Son utilité est de vérifier si l’activité peut payer ses fournisseurs, les publicités, les salaires, les frais de plateforme, les impôts ou les remboursements d’emprunt à leurs échéances. Il aide aussi à anticiper un besoin de financement, même lorsque l’entreprise affiche un bénéfice comptable.
Formule simplifiée : trésorerie finale = trésorerie initiale + encaissements − décaissements. Le flux net de trésorerie sur la période correspond à encaissements − décaissements. Pour suivre correctement la trésorerie, les montants doivent être cohérents : si l’on analyse les mouvements bancaires, on observe généralement des montants effectivement payés ou reçus, souvent TTC lorsque la TVA est comprise dans le règlement.
Exemple : une boutique commence le mois avec 1 000 €. Elle encaisse 600 € de clients, puis paie 300 € de marchandises, 80 € de publicité et 40 € d’expédition. Le flux net est de 600 − 300 − 80 − 40 = 180 €. La trésorerie finale est donc de 1 180 €.

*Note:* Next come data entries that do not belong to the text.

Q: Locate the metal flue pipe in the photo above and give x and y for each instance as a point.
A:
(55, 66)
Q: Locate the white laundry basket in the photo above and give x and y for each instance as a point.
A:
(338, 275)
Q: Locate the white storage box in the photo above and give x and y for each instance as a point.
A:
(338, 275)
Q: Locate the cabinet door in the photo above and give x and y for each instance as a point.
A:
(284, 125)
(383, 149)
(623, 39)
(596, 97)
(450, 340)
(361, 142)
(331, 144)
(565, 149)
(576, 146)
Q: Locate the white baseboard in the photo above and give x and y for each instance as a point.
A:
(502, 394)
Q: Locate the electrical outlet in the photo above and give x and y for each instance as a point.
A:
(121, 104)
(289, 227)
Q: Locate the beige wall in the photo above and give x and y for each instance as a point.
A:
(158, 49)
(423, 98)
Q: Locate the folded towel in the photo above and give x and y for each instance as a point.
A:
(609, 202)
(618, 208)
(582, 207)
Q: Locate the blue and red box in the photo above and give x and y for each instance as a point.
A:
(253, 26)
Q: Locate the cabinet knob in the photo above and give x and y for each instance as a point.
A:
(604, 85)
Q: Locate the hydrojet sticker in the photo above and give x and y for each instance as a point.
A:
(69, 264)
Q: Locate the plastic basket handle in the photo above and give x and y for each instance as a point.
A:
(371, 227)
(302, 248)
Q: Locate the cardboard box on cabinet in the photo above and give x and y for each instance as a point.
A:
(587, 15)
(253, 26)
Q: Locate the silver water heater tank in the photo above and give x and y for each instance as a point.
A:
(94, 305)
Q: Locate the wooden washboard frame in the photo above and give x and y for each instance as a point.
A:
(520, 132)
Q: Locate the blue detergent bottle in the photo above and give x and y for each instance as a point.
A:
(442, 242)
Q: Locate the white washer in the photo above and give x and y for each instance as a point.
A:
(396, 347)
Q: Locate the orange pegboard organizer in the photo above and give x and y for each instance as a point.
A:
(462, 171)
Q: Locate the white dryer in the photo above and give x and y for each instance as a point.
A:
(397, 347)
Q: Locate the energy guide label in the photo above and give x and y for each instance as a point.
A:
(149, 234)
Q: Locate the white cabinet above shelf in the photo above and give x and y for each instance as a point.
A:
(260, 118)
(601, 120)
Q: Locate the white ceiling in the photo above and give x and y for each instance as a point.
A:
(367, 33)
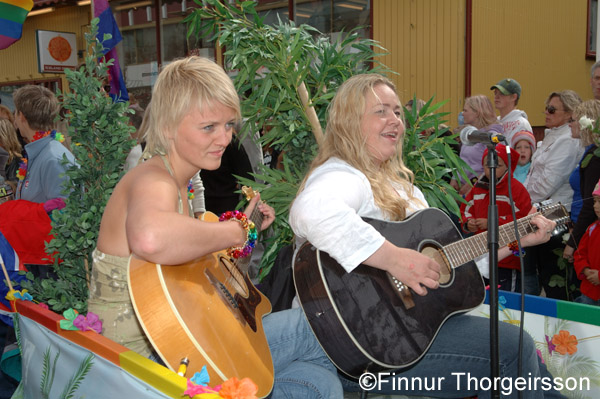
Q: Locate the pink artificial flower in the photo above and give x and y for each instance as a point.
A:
(194, 389)
(89, 322)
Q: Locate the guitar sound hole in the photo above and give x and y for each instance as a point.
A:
(233, 276)
(438, 256)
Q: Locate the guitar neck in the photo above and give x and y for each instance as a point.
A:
(471, 248)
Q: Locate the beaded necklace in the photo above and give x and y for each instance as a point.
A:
(190, 190)
(22, 172)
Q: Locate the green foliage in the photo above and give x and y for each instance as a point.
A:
(100, 142)
(75, 381)
(565, 275)
(271, 63)
(428, 153)
(48, 372)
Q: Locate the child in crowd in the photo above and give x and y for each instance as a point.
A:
(474, 212)
(523, 142)
(587, 260)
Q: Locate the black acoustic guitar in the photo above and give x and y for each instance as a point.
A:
(367, 320)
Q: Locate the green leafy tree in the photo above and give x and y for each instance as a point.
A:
(100, 142)
(287, 75)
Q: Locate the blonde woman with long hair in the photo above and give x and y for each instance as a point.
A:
(358, 173)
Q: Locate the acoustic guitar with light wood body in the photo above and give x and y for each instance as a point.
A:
(208, 311)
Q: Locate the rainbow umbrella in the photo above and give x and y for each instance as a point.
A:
(12, 16)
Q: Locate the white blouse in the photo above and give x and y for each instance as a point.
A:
(328, 213)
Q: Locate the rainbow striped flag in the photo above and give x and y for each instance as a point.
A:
(12, 16)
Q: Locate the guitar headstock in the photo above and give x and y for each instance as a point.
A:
(557, 213)
(249, 193)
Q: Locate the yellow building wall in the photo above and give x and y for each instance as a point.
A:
(426, 44)
(19, 62)
(540, 43)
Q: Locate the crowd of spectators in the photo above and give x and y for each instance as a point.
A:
(562, 167)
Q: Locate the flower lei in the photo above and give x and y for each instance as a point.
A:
(251, 234)
(22, 172)
(190, 190)
(197, 387)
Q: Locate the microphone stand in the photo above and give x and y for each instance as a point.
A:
(493, 233)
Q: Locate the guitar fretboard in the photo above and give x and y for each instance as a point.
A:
(463, 251)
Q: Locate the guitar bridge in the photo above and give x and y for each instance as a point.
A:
(402, 291)
(225, 295)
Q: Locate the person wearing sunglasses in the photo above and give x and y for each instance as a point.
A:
(507, 93)
(548, 178)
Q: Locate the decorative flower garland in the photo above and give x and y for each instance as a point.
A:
(251, 234)
(22, 172)
(586, 123)
(190, 190)
(197, 387)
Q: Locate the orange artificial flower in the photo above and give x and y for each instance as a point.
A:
(236, 389)
(565, 342)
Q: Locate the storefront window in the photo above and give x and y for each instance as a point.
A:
(141, 58)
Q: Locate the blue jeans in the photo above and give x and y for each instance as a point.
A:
(458, 364)
(302, 369)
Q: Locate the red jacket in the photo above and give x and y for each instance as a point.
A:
(586, 256)
(477, 207)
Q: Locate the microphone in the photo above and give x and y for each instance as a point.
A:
(471, 136)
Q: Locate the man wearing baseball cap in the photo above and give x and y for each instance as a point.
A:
(506, 96)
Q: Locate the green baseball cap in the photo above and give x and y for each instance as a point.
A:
(507, 87)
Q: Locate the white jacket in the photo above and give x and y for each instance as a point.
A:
(551, 166)
(513, 122)
(328, 213)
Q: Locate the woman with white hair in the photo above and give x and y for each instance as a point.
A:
(585, 117)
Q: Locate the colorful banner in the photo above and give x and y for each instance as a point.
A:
(12, 17)
(566, 336)
(53, 365)
(107, 24)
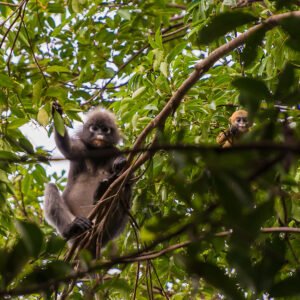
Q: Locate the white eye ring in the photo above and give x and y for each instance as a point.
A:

Erreur fréquente : confondre flux de trésorerie et bénéfice. Une vente peut augmenter le bénéfice dès son émission, mais ne pas encore augmenter la trésorerie si le client n’a pas payé. À l’inverse, l’achat d’un stock peut diminuer la trésorerie avant la vente, sans constituer immédiatement une charge équivalente en comptabilité. Un emprunt augmente la trésorerie, mais ce n’est pas un chiffre d’affaires ni un bénéfice. Les délais de paiement, la TVA, les remboursements et les réserves de plateforme peuvent également décaler les encaissements.
Contenu pédagogique : les exemples sont illustratifs. Les frais et règles applicables dépendent de votre situation, de votre pays et de la période.